Photo: Aaron Wan | "I Just Want a Home," 2018, Installation view, "Resistant Currents" exhibition,
Mills Gallery, Boston Center for the Arts

Photo: Aaron Wan | 
Joanna Tam is a Hong Kong-born visual artist who lives and works on the ancestral and unceded lands of the Wampanoag, the Nipmuc, and the Massachusett People, also known as Boston. Her interdisciplinary practice examines migration, the construction of national identity, the idea of safety, and one’s connection to places through video, photography, performance, installation, and community engagement. Tam is the recipient of the 2024 Prilla Smith Brackett Award (presented by Davis Museum at the Wellesley College), the 2024 Collective Futures Fund’s Sustaining Practice Grant, and the 2020 SMFA Traveling Fellowship.

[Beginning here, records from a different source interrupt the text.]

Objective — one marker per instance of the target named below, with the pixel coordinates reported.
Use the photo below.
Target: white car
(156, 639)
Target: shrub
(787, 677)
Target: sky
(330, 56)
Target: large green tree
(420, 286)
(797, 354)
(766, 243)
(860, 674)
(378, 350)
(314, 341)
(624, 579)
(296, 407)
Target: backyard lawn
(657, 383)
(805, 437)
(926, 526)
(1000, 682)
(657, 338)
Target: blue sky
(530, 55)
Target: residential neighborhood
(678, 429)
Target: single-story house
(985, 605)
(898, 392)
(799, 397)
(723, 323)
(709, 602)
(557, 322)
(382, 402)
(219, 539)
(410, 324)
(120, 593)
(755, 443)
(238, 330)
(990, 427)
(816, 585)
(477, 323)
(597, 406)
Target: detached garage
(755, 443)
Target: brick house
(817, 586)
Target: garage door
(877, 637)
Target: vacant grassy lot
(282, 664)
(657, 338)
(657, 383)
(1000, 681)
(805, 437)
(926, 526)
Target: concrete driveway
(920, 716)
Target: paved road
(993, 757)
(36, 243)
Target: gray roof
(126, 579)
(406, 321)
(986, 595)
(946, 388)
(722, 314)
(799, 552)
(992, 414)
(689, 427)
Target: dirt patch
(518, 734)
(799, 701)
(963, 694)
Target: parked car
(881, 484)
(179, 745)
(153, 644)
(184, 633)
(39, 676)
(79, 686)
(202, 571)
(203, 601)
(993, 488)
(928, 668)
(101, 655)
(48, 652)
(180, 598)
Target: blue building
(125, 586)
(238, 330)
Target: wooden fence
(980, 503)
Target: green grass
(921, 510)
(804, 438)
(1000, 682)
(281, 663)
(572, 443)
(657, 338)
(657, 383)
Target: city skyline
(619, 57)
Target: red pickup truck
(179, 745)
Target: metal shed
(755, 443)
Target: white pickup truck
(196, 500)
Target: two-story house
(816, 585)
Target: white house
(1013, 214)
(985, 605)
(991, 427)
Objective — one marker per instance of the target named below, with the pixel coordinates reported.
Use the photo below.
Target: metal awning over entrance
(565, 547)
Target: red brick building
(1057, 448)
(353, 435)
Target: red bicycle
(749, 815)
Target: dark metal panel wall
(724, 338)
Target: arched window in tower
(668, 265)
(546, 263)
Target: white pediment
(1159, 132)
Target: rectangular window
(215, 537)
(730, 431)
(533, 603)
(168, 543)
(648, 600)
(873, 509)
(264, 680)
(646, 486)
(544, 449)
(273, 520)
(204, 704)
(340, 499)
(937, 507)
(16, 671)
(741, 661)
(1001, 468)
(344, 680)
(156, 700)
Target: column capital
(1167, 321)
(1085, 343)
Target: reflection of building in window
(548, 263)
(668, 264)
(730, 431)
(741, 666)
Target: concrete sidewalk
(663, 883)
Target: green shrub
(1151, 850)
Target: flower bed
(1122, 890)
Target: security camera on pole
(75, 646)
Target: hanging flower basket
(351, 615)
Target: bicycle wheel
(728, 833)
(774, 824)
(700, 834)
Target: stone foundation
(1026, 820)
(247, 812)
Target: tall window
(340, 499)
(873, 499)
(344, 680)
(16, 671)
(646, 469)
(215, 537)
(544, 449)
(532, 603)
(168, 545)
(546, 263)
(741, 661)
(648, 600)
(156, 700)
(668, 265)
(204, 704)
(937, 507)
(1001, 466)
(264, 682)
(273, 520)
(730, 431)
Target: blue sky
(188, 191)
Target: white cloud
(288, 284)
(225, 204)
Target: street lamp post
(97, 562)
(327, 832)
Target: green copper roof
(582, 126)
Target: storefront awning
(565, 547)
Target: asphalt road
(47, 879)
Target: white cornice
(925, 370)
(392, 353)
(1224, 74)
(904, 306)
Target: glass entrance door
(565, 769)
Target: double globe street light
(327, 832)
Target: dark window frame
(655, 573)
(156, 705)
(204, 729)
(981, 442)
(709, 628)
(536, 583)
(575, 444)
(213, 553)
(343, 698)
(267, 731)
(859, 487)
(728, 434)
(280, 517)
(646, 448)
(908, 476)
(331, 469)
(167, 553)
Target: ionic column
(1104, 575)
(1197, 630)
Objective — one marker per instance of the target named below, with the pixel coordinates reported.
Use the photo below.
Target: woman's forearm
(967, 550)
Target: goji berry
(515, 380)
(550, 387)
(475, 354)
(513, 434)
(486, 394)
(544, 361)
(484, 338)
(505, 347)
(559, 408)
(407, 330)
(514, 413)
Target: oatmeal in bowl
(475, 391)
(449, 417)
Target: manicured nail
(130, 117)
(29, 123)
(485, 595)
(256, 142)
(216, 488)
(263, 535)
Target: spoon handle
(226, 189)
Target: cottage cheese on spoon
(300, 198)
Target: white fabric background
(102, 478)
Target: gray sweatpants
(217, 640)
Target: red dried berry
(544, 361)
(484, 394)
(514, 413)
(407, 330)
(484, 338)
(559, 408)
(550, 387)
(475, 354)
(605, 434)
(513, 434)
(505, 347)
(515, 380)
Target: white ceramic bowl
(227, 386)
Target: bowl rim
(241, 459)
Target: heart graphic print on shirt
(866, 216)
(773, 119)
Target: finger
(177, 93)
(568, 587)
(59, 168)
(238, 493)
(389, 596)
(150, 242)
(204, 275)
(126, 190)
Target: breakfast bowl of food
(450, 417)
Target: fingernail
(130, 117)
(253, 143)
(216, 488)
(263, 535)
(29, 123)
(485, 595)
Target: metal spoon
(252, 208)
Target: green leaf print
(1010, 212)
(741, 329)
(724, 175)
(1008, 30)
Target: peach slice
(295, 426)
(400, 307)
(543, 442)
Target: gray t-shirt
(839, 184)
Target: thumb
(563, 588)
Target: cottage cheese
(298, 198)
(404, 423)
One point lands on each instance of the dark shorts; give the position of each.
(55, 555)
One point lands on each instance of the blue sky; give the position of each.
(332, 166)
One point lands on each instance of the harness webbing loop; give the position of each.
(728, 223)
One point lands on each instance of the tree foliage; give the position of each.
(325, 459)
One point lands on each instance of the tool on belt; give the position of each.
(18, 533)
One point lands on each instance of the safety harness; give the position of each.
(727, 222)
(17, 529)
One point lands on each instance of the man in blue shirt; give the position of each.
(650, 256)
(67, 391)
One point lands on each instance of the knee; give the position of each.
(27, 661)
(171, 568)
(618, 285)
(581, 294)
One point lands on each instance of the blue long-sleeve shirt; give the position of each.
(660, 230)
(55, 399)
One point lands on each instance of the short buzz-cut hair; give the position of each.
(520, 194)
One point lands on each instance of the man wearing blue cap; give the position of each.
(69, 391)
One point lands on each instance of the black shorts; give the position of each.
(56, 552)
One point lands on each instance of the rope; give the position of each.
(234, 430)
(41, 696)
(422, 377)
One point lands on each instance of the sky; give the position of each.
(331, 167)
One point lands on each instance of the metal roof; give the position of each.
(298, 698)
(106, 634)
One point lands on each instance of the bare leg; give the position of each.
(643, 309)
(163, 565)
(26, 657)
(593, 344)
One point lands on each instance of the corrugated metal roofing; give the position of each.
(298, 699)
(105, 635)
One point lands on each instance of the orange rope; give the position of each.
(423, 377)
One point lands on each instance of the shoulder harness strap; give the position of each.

Tam’s work has been exhibited nationally and internationally. Selected solo exhibitions include American Studies 2019 at the Center for American Political Studies at Harvard University; Visibility Studies at Regis College Fine Arts Center; Wasenstraße Story at Chrom VI in Idar-Oberstein, Germany; Let’s Story at the Boston Children’s Museum; and American Studies at the Teaching Gallery at Hudson Valley Community College, Troy NY. She has been invited to attend artist residencies at Kala Art Institute, the Center for Photography at Woodstock, the Boston Center for the Arts, the Boston Children’s Museum, the Vermont Studio Center, and Wedding Cake House. Her work has appeared in the Boston Globe, the Boston Art Review, Artscope, and Emergency Index. She holds an MFA from the School of the Museum of Fine Arts at Tufts University.